Уймись, Аника! Она помочь пришла, рявкнул Артемий.
Я закатила глаза к потолку. Надо же было нарваться на третью деревню, где меня с порога готовы разорвать на клочки вон как глазищи горят и руки в кулаки сжались. Впрочем Может, если я сделаю работу хорошо, хотя бы накормят вначале? Да и вряд ли Игнотий отправил меня сюда на смерть. Для этого ему достаточно было лишь ненадолго задержать непутевую рагану в собственной лавке.
Артемий заговорил холодным резким голосом, но слушать его увещевания я уже не стала. Шагнула к голосящей девке, легонько ткнула ее двумя пальцами в горло и отпихнула в сторону. Пока она разевала рот, пытаясь выдавить хоть звук, а голова с вытянувшимся от удивления лицом перехватывал ее руки, которыми она явно тянулась к моей несчастной косе, я обогнула их обоих и скользнула за занавеску.
Девица, с хрипом пытавшаяся сделать очередной вдох, цветом лица мало отличалась от простыней, на которых лежала. Ее тонкие пальцы царапали вздувшийся живот. Грудь впала, и в вырезе добротной льняной рубахи виднелись острые ключицы. Под тканью выпирали ребра. Значит, прошло около двух седмиц. Эх, везет мне на тяжелые хвори в последнее время. То блазень, а теперь вот моровой червь
Я невольно залюбовалась волосами несчастной, не забывая, впрочем, быстро скручивать их в узел, чтобы не мешались. Мягкие, иссиня-черные, на ощупь как драгоценный соболий мех хотелось прикасаться к ним снова и снова. Мои собственные волосы, хоть и длинные и густые, были жесткие и тяжелые. Мама иногда говорила, что это и не волосы вовсе, а нити серебра. Потом улыбалась и гладила меня по голове, перебирая чуткими пальцами пряди
Я встряхнулась, пряча непрошеные воспоминания в закрома памяти и возвращаясь к умирающей на моих руках девушке.

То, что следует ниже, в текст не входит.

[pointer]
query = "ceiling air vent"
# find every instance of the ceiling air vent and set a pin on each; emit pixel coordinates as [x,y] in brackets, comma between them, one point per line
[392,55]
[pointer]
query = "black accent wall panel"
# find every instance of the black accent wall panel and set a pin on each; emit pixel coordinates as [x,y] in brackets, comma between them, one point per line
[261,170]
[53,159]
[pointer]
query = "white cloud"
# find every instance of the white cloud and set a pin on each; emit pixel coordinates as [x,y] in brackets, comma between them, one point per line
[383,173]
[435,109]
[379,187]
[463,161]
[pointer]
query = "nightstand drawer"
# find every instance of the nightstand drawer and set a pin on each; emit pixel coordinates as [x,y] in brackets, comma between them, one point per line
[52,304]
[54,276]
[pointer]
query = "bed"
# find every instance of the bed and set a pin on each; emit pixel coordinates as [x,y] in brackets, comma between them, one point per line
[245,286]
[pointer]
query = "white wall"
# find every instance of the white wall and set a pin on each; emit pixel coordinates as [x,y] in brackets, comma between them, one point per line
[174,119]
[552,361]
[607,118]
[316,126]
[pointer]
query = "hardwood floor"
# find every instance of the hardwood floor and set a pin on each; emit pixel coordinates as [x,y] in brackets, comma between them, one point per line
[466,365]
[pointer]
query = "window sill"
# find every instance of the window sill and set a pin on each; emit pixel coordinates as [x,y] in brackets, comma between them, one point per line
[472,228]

Собрав волосы, беспардонно задрала ее рубашку и начала щупать живот. Она слабо застонала и забилась, пытаясь уклониться от моих рук. Из-за занавески послышался возмущенный крик второй дочери Артемия, его резкий ответ и шум борьбы, но я не отвлекалась. Сняла с плеча неизменную сумку, быстро разложила на стуле инструменты, вытащила нужные мешочки с травами и крикнула родным Марьяны, чтобы принесли горячей воды, свечи и чистые тряпки. К счастью, возня прекратилась, где-то хлопнула дверь, и вскоре за занавеской появился Артемий с двумя кадками исходящей паром воды. Потом он исчез снова и вернулся с охапкой ветоши и связкой хороших белых свечей. Пока его не было, я смазала мятной мазью руки и принялась мять и давить вздутый живот девушки. Она уже не пыталась отползти, впрочем, по вполне понятной причине потеряла сознание.
Потерпи, малышка, вырвалось у меня.
Хотя девушка была ненамного моложе меня, но выглядела такой хрупкой, что и правда больше напоминала ребенка. Артемий шумно сглотнул слюну. Его лицо закаменело, спрятав всю муку отца, на глазах которого умирает дитя. Интересно, куда подевалась мать девушек?